Three factors help to determine an appropriate pace: task interdependence,
organizational receptiveness to change, and external pressure. The first, task
interdependence, concerns how modular and how serial the essential steps are
(Leonard-Barton), that is the divisibility of organizational processes. Segmenting
tasks into blocks reduces the scope of change and the coordination problem that
must be managed at any given instant. The pace of change within blocks must be
rapid; the pace of change between blocks may be slow. Thus the speed of removing
parallel components of an interdependent block may be more important than the
serial speed of the whole change process. At MacroMed, the existing block of
practices associated with designated equipment in Figure 5 are interdependent
whereas the target block associated with low JIT inventory is independent. The
transition matrix, by showing interference, also suggests how radical a change
must be.
The culture of an organization helps to indicate the second factor, its receptiveness
to change. In a large chemical products company, the IS group was used to
experimentation and risk taking, a situation that greatly facilitated an episodic
approach (Gallivan et al., 1994). A big advantage of a supportive culture and
episodic change is that it permits phased adaptation to unfamiliar practices.

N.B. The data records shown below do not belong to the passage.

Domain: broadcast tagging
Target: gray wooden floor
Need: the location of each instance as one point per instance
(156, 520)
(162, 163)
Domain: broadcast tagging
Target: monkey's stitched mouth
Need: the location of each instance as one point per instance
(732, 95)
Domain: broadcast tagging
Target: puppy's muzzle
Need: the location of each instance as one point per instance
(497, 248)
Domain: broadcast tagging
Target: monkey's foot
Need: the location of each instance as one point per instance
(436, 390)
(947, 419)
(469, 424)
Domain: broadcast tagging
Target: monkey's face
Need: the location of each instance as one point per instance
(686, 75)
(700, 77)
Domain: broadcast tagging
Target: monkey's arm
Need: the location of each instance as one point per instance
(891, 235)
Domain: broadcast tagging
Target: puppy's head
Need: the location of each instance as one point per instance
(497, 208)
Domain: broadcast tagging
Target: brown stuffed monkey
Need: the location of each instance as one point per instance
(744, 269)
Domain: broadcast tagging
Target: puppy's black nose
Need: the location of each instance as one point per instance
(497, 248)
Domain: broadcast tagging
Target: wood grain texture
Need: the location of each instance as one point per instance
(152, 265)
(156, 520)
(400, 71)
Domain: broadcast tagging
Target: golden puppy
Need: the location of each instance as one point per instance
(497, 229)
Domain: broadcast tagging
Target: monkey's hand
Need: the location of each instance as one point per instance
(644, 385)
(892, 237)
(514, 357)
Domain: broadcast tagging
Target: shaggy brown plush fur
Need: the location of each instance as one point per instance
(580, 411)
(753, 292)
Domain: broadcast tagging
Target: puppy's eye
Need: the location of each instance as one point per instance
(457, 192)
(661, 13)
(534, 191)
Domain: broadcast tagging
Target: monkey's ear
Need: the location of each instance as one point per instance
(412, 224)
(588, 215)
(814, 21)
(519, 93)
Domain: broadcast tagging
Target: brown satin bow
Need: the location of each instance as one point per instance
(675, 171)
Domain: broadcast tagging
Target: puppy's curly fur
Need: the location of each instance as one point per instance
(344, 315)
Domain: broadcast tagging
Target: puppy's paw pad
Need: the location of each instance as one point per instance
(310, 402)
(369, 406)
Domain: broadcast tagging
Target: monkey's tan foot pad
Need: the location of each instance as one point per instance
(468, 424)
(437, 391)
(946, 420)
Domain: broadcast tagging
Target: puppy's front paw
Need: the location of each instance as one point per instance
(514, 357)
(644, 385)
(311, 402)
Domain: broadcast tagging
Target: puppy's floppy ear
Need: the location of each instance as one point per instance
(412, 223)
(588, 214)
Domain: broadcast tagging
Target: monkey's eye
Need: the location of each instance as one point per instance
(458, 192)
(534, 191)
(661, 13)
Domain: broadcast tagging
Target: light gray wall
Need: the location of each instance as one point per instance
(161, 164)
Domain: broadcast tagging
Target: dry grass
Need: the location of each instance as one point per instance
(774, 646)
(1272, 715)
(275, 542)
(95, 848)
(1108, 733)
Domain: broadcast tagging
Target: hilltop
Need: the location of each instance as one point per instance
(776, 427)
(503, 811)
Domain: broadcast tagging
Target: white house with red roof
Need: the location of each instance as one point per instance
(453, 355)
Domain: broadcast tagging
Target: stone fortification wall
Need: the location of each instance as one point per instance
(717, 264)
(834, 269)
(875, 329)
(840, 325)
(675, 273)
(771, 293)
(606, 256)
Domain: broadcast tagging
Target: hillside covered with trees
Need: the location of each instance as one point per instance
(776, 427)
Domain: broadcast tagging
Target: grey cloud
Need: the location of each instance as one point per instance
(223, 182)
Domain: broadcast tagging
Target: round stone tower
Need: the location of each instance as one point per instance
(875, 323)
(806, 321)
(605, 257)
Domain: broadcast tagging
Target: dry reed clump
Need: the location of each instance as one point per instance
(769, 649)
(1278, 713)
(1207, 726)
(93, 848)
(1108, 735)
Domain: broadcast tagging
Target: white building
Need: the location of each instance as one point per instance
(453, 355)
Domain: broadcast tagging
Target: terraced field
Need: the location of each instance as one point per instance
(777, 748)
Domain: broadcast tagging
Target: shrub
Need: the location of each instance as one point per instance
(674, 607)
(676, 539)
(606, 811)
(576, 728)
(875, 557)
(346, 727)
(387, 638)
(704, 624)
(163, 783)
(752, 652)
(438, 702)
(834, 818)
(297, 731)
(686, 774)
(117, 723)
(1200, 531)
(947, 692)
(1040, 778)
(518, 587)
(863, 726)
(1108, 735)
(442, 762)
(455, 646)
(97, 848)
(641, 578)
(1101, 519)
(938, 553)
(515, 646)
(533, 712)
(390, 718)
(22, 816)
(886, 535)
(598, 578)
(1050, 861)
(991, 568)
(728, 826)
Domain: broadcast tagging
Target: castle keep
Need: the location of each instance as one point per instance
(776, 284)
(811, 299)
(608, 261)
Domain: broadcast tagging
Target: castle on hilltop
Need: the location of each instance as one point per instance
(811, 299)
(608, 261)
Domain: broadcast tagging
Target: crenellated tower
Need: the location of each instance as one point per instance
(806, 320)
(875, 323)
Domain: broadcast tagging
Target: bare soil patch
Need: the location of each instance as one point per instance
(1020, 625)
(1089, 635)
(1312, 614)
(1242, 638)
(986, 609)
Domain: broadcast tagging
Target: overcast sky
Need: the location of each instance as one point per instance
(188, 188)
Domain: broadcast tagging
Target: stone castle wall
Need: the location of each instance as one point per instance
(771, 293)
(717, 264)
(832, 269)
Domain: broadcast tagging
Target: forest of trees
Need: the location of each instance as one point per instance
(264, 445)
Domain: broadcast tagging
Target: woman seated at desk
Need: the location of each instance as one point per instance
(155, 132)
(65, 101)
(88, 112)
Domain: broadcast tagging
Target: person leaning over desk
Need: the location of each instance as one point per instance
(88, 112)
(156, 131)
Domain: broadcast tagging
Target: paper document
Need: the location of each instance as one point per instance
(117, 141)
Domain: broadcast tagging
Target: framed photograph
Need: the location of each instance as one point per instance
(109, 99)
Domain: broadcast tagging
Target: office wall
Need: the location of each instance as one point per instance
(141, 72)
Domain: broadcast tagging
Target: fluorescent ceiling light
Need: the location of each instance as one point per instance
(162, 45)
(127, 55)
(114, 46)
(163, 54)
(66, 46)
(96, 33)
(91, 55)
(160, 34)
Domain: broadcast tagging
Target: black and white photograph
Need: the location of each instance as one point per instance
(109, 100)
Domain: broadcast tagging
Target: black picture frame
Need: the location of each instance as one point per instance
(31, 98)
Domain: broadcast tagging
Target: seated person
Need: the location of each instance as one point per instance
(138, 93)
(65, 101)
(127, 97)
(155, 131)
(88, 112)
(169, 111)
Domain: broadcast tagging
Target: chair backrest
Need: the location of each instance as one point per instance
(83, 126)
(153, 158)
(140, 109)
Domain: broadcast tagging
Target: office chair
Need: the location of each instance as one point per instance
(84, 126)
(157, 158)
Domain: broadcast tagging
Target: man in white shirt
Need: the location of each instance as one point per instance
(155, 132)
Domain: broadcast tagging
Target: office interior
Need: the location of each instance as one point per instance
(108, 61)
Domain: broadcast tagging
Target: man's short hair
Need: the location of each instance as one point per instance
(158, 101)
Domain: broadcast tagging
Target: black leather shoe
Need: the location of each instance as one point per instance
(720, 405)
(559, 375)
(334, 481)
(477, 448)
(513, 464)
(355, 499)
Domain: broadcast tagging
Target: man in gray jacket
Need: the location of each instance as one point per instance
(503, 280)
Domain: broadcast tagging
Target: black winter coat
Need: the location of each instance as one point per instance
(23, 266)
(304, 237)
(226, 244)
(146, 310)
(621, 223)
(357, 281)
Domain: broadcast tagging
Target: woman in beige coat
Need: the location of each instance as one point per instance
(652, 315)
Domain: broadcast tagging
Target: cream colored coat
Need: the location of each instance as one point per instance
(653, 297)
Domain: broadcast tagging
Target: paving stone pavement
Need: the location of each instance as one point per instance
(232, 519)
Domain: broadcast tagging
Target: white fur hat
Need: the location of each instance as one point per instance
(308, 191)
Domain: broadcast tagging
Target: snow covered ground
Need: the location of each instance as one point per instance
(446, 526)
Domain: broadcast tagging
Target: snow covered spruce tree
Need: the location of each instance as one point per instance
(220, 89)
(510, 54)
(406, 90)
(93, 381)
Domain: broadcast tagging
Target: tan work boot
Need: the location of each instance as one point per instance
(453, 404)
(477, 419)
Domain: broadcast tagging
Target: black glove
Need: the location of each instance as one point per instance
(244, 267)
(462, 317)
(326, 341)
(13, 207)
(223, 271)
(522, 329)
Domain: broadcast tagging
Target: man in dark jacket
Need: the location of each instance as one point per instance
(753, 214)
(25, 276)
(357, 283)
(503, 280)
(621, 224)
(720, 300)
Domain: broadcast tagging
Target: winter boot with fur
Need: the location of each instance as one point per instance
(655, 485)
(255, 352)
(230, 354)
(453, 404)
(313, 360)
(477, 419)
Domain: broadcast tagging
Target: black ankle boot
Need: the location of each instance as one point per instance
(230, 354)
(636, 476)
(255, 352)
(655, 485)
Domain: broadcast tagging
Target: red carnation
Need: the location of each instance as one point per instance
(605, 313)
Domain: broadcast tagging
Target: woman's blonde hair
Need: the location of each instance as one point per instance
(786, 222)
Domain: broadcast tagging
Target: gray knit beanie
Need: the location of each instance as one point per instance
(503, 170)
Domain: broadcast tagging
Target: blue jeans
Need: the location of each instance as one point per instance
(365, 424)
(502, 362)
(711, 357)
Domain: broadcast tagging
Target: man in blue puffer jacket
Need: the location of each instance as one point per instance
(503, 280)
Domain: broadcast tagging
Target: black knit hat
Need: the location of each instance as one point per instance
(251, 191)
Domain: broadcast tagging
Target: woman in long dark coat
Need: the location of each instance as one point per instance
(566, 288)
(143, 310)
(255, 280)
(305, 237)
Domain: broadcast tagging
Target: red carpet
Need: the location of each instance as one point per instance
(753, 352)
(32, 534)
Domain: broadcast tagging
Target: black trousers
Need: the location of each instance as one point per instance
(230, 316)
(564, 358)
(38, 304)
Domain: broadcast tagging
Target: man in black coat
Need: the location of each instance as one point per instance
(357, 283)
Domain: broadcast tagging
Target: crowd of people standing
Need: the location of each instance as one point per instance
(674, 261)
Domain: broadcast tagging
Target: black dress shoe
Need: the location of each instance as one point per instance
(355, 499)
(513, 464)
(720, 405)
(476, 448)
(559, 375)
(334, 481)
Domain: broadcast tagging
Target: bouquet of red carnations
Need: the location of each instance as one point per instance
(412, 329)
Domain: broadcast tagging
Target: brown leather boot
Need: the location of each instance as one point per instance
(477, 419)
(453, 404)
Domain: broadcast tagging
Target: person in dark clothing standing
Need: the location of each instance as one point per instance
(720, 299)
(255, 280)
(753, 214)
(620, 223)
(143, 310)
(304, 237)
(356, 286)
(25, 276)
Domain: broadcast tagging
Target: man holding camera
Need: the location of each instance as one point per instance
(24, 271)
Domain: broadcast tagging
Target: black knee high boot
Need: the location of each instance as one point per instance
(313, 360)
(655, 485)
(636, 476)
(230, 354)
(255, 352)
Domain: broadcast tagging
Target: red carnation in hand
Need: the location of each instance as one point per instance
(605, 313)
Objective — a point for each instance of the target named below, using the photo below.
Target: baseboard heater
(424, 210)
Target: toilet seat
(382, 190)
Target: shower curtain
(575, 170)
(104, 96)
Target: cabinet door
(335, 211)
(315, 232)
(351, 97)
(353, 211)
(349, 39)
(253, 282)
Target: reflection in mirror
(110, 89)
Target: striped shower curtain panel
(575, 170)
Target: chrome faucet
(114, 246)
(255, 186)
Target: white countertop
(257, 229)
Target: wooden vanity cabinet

Particularly if change needs to migrate through several parts of an organization,
episodic change can promote experimentation and learning so late adopters can
access the know-how and know-why of the early adopters (Leonard-Barton)
without repeating their mistakes. Experimentation, however, is unlikely if the
culture punishes failed experiments. At MacroMed, the culture was not receptive
initially to the kind of change that managers sought to undertake, but this cloud of
resistance had a silver lining:
Matrix of Change 22
The fact that the first effort took place in one of [MacroMed]'s
oldest unionized plants made the challenges surrounding the
change-effort all the more great; however, that also made the
success all the more marketable in [MacroMed]'s other locations.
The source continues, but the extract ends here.